Le piège de l'import-export
Dans les années 1980-90, le chemin classique de l'entrepreneur africain était le négoce : acheter à l'étranger, revendre localement. C'est rapide, c'est rentable, et c'est exactement ce que faisait le jeune Dangote avec le ciment et le sucre. Mais le négoce a un plafond de verre : vos marges dépendent des taux de change, des ports, des fournisseurs étrangers. Vous ne contrôlez rien.
La rupture de Dangote intervient dans les années 1990 : il décide de passer du négoce à la production. Construire des usines au Nigeria, avec les coupures d'électricité, les routes défoncées et l'absence de financement local — tout le monde lui dit que c'est de la folie. C'est précisément parce que c'était fou que personne d'autre ne l'a fait. Et c'est pour ça qu'il a gagné.
La logique de la substitution
Le raisonnement de Dangote tient en une question : qu'est-ce que mon pays importe massivement et pourrait produire localement ? Le ciment était l'exemple parfait — le Nigeria en importait des millions de tonnes alors qu'il possède le calcaire nécessaire. Chaque sac de ciment produit localement, c'est une marge de transport économisée, une dépendance en moins, un emploi créé.
Cette logique fonctionne encore aujourd'hui, partout en Afrique. Regardez les importations de votre pays : farine, huile, textile, médicaments, matériaux de construction, emballages. Chaque ligne est une opportunité — à condition d'accepter la difficulté que le négoce évite.
L'infrastructure comme fossé défensif
Le deuxième secret de Dangote est contre-intuitif : là où les autres voyaient les défaillances d'infrastructure comme un obstacle, il en a fait un avantage compétitif. Pas d'électricité fiable ? Il construit ses propres centrales. Pas de transport ? Il achète ses milliers de camions. Ces investissements colossaux ont un effet paradoxal : ils rendent son business quasi impossible à copier. Un concurrent devrait investir des milliards avant de vendre son premier sac de ciment.

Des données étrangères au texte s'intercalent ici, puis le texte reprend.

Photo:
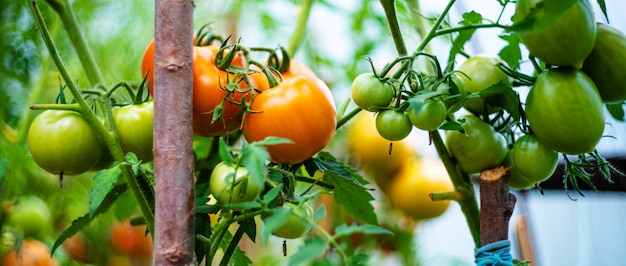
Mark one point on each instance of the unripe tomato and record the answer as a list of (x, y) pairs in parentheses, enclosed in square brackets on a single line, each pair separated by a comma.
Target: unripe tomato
[(62, 141), (430, 115), (410, 190), (129, 240), (393, 125), (479, 148), (229, 186), (606, 63), (481, 72), (565, 42), (31, 253), (298, 223), (208, 81), (30, 215), (372, 153), (369, 93), (533, 160), (302, 109), (565, 111), (134, 126)]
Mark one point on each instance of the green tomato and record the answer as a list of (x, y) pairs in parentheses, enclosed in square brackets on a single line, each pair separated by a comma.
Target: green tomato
[(565, 42), (134, 126), (30, 215), (298, 223), (429, 116), (606, 63), (393, 125), (565, 111), (229, 185), (61, 141), (533, 160), (369, 93), (479, 148), (481, 72)]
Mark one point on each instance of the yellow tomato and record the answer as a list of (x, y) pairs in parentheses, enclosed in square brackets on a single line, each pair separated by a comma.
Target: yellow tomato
[(372, 153), (410, 190)]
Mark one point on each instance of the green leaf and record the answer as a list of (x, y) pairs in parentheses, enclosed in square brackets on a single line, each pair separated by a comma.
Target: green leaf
[(542, 15), (83, 221), (368, 229), (311, 249), (105, 181), (503, 96), (469, 18), (511, 53), (616, 110)]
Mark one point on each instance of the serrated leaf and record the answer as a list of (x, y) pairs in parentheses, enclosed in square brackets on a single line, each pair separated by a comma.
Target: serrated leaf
[(368, 229), (105, 180), (542, 15), (511, 53), (503, 96), (311, 249), (616, 110), (355, 198), (83, 221)]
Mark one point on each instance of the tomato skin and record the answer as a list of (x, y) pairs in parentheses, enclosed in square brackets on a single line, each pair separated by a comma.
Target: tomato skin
[(430, 115), (208, 81), (479, 73), (62, 141), (134, 127), (302, 109), (480, 148), (32, 253), (410, 189), (369, 93), (565, 111), (533, 160), (567, 41), (393, 125), (606, 63), (295, 226), (371, 152), (221, 185)]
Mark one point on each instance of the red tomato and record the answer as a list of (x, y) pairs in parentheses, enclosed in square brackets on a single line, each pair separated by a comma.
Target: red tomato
[(301, 109), (208, 92)]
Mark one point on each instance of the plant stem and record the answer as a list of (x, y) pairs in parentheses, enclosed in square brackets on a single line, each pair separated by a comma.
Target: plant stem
[(298, 33), (109, 138), (66, 12)]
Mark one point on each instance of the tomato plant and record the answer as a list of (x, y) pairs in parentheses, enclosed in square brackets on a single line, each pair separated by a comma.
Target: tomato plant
[(62, 141), (230, 185), (410, 189), (134, 126), (480, 147), (393, 125), (302, 109), (565, 111), (567, 41), (210, 91), (370, 93), (31, 253), (298, 223), (430, 115), (533, 160), (606, 63), (480, 72)]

C'est ce que les stratèges appellent un "moat" — un fossé défensif. En Afrique, l'infrastructure que vous construisez pour vous-même devient votre meilleure protection contre la concurrence.
Ce que vous pouvez en retenir
Premièrement : le business difficile est souvent le business protégé. Si c'est facile à lancer, c'est facile à copier. Deuxièmement : la production bat le négoce sur le long terme, même si le négoce enrichit plus vite au départ. Troisièmement : commencez par la liste des importations de votre pays — c'est le meilleur document de business planning gratuit qui existe.
Dangote n'a pas inventé un produit révolutionnaire. Il a fabriqué localement ce que tout le monde achetait à l'étranger. Parfois, la meilleure innovation, c'est simplement le courage de produire.